Even though DeMarcus Cousins has not always looked fantastic since returning from injury this season, there have been some blissful moments.
The Golden State Warriors have not struggled to score under head coach Steve Kerr. Finding new ways to create innovative looks when the team already is at the top of its class, however, can a bigger challenge. Of course, the best offense is a good defense and when Golden State secures a good block or steal, their historically talented scorers set to the races.
No team has scored more points per possession when in transition than the Warriors have so far this season. But they have shown glimpses of a higher new level to unlock if Cousins is closer to 100 percent healthy in the postseason.
Khadrice Rollins wrote about this exact phenomenon when the four-time All-Star made his Golden State debut in January (via Sports Illustrated):
“Each member of the Warriors’ starting five can now bring the ball up court. So an offense that was already prone to catching defenses off guard can now move even quicker after misses. Cousins running the break is scary. Especially when you consider it’s Kevin Durant, Klay Thompson and Stephen Curry filling the wings. As he gets in better shape and gains even more comfort with his teammates, this is the part of their game that can become the most dangerous. Knowing that Draymond Green and Durant are liable to rip the ball off the rim and jumpstart the transition offense is one thing. Having to account for Boogie as the ball handler in the open court is like a special cruel assignment the basketball gods created just to see who could fail the least.”

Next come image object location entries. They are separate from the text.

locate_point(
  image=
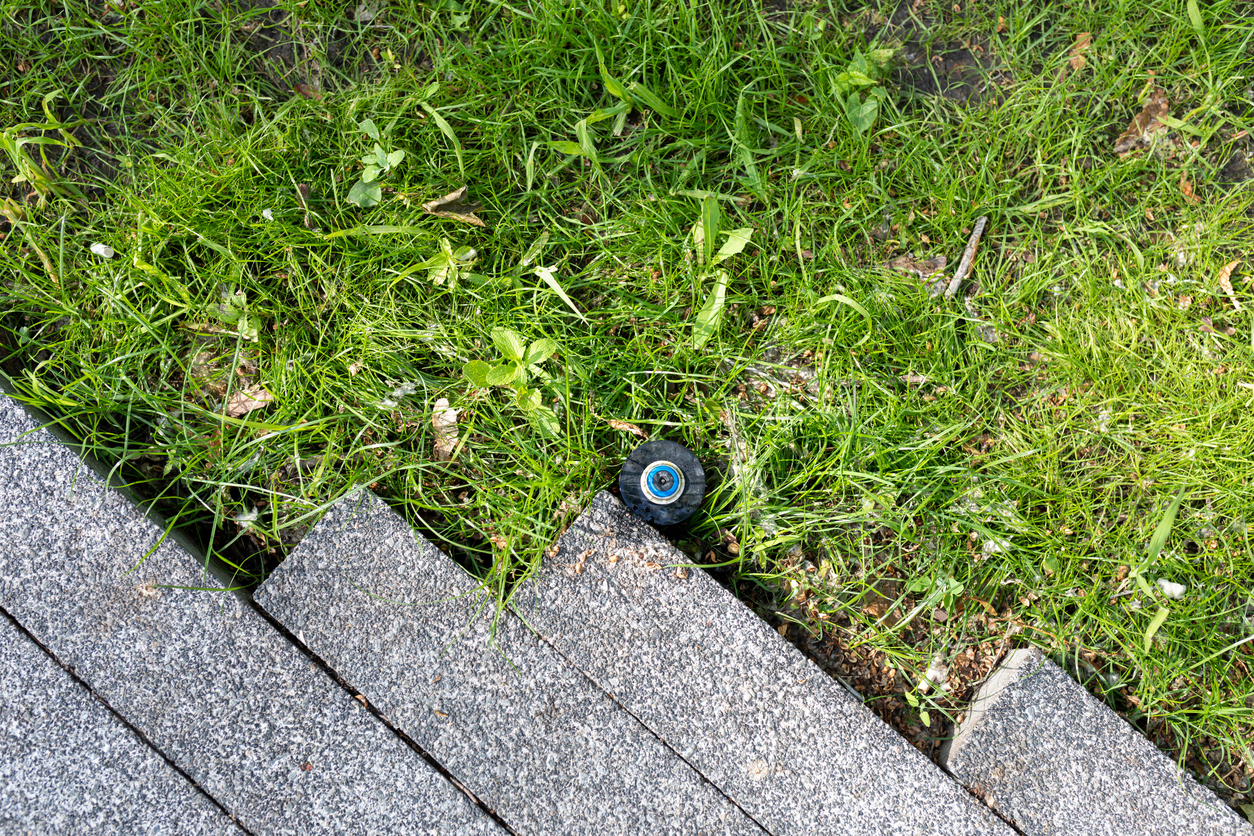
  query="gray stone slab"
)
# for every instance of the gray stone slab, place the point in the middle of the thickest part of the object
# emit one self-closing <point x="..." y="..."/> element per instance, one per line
<point x="1053" y="760"/>
<point x="69" y="766"/>
<point x="754" y="716"/>
<point x="495" y="706"/>
<point x="201" y="674"/>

When this happens during a game, it is one of the more exciting observations because it is so different than the usual way Golden State typically can score.
Rather than Curry or Thompson splashing from outside or Durant dominating one-on-one against his helpless defender, these possessions allow the 6-foot-11 center to use his court vision and agility to create chances all for himself.
Cousins has averaged 1.25 points per possession as the ballhandler in a transition offense. It has been one of his most dominant ways to score since joining the Warriors.
According to Synergy Sports, that mark ranks in the 93rd percentile among all players this season. It is also a career-best for Cousins even though he is coming off a devastating Achilles injury that has hindered his mobility.
While still a small sample size, he has finished 4.5 percent of his offensive possessions possible to score as the ballhandler in transition. New Orleans also unleased Cousins as an option going coast-to-coast but before last year, that rate had never eclipsed 3.7 percent.
The greater opportunity and frequency has shown how much more Golden State has entrusted him in this offense. But he has done a phenomenal job when allowed to take the ball coast-to-coast from defense to offense.
As a one-man fast break, he is at his most electrifying looking like an angry bull driving with extreme force to the basket.
Cousins, however, has done more than just connect on layups when taking the ball across the floor and finishing possessions. He has been able to draw contact and fouls here as well. Half of these opportunities have ended in him at the free throw line, which is a higher rate than anyone else (minimum: 10 possessions) in the league.
When including passes, the big has averaged a career-best 1.58 PPP (90th percentile) overall in transition for the Warriors. More than half of these looks occurred when Cousins took the ball up the court by himself before finding one of his teammates for a bucket.
His assist-to-turnover ratio on the break (1.8) has also been significantly better than his overall (0.91) career rate thus far. The mark is significantly better than his previous best on this play type. These moments have been highlighted by some particularly crafty dimes, too.
Overall, the Warriors have averaged 21.0 points per game on fast break plays since Cousins returned from injury. That now ranks ahead of the Sacramento Kings (19.5) as well as the Los Angeles Lakers (19.5) for most in the league since January 18.
For comparison, Golden State averaged 18.8 points per game on all of their fast breaks before that date.
Cousins, alone, has scored 1.8 points per game from fast breaks. That ranks No. 5 overall among centers, per NBA.com. Perhaps the wildest part is that this is something that fans can expect to improve as he continues his recovery process.